Tout en abordant des problématiques locales, la recherche contributive ne vise pas des solutions au sens strict. Sa vocation est plutôt de mettre en place des structures de capacitation - soit de développement du désir d’apprendre collectivement - au sein desquelles les habitants et les chercheurs pratiquent et discutent différents types de savoirs (savoir-faire, savoir-vivre, savoirs théoriques). Elle part de l’hypothèse selon laquelle de telles capacités ou de tels savoirs sont nécessaires pour assurer non seulement le bien-être d’une population à long-terme (comme l’a montré la théorie des capabilités développée par l’économiste Amartya Sen), mais aussi la solvabilité économique et la soutenabilité écologique des territoires.

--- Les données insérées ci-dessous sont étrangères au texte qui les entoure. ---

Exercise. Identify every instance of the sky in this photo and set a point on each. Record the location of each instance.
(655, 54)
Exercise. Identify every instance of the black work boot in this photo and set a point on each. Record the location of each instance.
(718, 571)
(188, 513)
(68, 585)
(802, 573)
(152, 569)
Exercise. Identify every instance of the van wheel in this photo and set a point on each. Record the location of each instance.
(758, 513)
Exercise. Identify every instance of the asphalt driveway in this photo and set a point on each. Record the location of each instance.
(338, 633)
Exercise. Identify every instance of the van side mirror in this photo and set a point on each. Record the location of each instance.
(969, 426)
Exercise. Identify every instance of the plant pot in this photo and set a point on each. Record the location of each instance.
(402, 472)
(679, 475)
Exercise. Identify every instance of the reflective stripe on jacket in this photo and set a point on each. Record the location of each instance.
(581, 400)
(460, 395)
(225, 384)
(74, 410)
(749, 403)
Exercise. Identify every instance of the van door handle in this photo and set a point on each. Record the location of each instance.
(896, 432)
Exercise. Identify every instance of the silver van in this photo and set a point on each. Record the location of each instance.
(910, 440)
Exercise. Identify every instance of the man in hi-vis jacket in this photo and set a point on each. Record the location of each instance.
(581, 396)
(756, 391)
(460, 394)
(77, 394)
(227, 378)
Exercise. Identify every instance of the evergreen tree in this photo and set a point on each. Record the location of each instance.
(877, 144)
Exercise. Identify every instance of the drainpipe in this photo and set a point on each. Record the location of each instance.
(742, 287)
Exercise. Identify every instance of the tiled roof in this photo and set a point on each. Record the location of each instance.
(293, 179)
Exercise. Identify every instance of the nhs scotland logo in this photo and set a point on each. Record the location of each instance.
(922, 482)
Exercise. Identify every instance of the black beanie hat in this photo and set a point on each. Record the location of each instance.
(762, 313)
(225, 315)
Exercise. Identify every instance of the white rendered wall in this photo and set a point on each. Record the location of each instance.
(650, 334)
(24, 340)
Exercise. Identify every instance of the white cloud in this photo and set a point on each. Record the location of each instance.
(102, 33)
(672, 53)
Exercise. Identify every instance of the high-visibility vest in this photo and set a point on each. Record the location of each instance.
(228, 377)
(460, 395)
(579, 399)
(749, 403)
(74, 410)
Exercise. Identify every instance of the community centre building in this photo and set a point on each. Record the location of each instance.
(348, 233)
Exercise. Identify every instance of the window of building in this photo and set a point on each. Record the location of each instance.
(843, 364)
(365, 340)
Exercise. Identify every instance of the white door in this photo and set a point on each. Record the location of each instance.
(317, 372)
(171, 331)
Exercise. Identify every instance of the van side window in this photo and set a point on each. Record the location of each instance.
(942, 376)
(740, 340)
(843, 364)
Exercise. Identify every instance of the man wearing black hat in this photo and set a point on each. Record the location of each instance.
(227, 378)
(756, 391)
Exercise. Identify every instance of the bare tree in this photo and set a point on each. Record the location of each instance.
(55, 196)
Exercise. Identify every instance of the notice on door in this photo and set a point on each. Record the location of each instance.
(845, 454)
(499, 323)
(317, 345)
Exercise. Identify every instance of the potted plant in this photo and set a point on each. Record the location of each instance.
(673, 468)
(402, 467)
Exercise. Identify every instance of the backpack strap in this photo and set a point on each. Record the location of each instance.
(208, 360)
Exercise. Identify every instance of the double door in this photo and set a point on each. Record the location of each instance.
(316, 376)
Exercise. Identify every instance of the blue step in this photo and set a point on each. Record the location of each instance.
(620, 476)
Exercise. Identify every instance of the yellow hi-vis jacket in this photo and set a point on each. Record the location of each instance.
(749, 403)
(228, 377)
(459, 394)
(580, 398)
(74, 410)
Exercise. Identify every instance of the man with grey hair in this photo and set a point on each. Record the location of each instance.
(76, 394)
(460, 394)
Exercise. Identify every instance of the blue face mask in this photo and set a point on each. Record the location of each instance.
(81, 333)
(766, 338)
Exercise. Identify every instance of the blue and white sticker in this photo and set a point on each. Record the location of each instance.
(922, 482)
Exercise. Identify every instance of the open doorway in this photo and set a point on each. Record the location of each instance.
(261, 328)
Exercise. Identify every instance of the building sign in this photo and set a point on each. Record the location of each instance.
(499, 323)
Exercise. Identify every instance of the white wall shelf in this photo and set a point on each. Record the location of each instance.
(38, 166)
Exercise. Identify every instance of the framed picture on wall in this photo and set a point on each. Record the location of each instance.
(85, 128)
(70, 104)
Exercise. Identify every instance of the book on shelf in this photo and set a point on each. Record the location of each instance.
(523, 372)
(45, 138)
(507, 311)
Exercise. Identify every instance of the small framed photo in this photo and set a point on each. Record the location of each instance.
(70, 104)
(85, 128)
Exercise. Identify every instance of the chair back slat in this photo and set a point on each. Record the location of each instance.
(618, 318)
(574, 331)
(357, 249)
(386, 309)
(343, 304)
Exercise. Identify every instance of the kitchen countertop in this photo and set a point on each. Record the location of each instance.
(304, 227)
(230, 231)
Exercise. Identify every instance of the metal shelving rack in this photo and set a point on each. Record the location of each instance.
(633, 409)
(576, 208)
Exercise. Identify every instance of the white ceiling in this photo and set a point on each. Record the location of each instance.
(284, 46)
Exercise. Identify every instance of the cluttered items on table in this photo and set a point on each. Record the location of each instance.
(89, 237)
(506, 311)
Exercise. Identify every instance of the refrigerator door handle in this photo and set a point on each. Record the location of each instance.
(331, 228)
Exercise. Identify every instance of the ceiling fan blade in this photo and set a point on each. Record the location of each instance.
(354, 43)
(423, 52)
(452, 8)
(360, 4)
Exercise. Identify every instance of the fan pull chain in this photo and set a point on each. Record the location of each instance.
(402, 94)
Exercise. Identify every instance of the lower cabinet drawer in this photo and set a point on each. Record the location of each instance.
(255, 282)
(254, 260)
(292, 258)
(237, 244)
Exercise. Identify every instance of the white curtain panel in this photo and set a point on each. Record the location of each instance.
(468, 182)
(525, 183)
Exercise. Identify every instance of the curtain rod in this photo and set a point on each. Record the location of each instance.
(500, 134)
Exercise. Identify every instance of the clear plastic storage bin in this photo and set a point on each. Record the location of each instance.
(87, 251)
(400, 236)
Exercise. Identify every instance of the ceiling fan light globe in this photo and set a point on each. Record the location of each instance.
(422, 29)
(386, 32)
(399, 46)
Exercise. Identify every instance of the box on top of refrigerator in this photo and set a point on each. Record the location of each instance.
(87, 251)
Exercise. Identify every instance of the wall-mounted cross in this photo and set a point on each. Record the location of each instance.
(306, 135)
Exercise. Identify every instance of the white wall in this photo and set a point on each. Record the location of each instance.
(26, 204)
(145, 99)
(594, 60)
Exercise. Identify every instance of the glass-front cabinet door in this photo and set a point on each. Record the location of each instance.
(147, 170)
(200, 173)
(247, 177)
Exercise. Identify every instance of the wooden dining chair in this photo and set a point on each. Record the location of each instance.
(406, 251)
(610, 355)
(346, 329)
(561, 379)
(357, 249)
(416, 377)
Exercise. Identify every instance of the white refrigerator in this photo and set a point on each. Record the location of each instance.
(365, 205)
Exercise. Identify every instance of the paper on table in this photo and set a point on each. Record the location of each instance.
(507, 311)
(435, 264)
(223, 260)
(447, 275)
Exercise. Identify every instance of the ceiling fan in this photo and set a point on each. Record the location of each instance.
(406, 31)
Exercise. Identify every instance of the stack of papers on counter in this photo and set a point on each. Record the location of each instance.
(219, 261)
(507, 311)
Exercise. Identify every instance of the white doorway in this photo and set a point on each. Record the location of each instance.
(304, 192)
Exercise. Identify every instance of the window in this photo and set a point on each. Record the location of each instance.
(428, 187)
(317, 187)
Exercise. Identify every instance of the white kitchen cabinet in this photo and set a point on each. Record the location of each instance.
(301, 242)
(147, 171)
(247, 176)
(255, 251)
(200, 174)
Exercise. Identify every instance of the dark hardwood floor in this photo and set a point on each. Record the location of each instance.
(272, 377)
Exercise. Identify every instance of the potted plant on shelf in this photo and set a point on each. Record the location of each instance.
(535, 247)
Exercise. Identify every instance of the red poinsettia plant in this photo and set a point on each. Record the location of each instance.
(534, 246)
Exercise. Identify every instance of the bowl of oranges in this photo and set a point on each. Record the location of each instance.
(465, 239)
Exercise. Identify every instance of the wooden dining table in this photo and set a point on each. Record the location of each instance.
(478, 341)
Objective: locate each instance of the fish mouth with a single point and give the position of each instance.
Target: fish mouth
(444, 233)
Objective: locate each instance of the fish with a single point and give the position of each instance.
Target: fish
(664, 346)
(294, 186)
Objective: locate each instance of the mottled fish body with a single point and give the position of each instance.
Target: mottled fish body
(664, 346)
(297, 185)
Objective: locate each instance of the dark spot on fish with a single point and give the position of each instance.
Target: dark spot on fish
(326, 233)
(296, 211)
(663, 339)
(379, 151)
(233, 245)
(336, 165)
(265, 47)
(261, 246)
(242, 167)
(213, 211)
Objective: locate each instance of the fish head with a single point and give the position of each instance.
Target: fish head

Actuellement, deux ateliers en Seine-Saint-Denis tentent d’expérimenter un tel modèle de capacitation : la Clinique contributive et le projet Urbanités numériques en jeux. Dans la Clinique contributive, des chercheurs, soignants et parents cherchent à développer de nouvelles pratiques de soin pour des tout-petits gravement intoxiqués par la surexposition aux écrans. Le projet Urbanités numériques en jeux se concentre sur un travail en vue de la reconstruction du village olympique après 2024 en Seine-Saint-Denis. Il rassemble des enseignants et élèves de plusieurs collèges et lycées du territoire autour de la pratique du jeu vidéo Minetest, dans le cadre d’un programme pédagogique construit par chacun. Cette pratique est articulée avec l’étude des nouveaux outils et modèles de conception numérique imposés au architectes et urbanistes tel que le BIM. Cela afin d’anticiper les mutations profondes du territoire et entrevoir l’émergence de nouveaux métiers du bâtiment.
Les deux projets se lient étroitement aux questions posées au sein de l’AAGT-Ars Industralis : celles de l’éducation, des relations intergénérationnelles, de notre rapport aux objets digitaux ainsi que de la recherche appliquée et expérimentale. Des membres de la génération Thunberg participent régulièrement ou ponctuellement à ces ateliers, pour y apporter leurs propres savoirs et en cultiver de nouveaux. Ces immersions sur le terrain de Plaine Commune et ses séminaires de recherche contributive ont aussi pour but d’alimenter les autres activités de l’association.
L’AAGT est également associée au projet de l’Archipel des vivants, un projet de recherche contributive translocal qui met en réseau l’île de Crès en Croatie, Sherkin Island en Irlande, la Corse, les îles Galápagos en Équateur et « L’île-Saint-Denis » en région parisienne, afin d’interroger la possibilité de transférer des savoirs cultivés localement à d’autres territoires. Des membres de l’AAGT y réfléchissent notamment à la manière de faciliter et organiser des échanges de perspectives et savoirs entre les différentes « générations Thunberg » propres à ces localités, par des voyages sur places ou par voie d’échanges en ligne.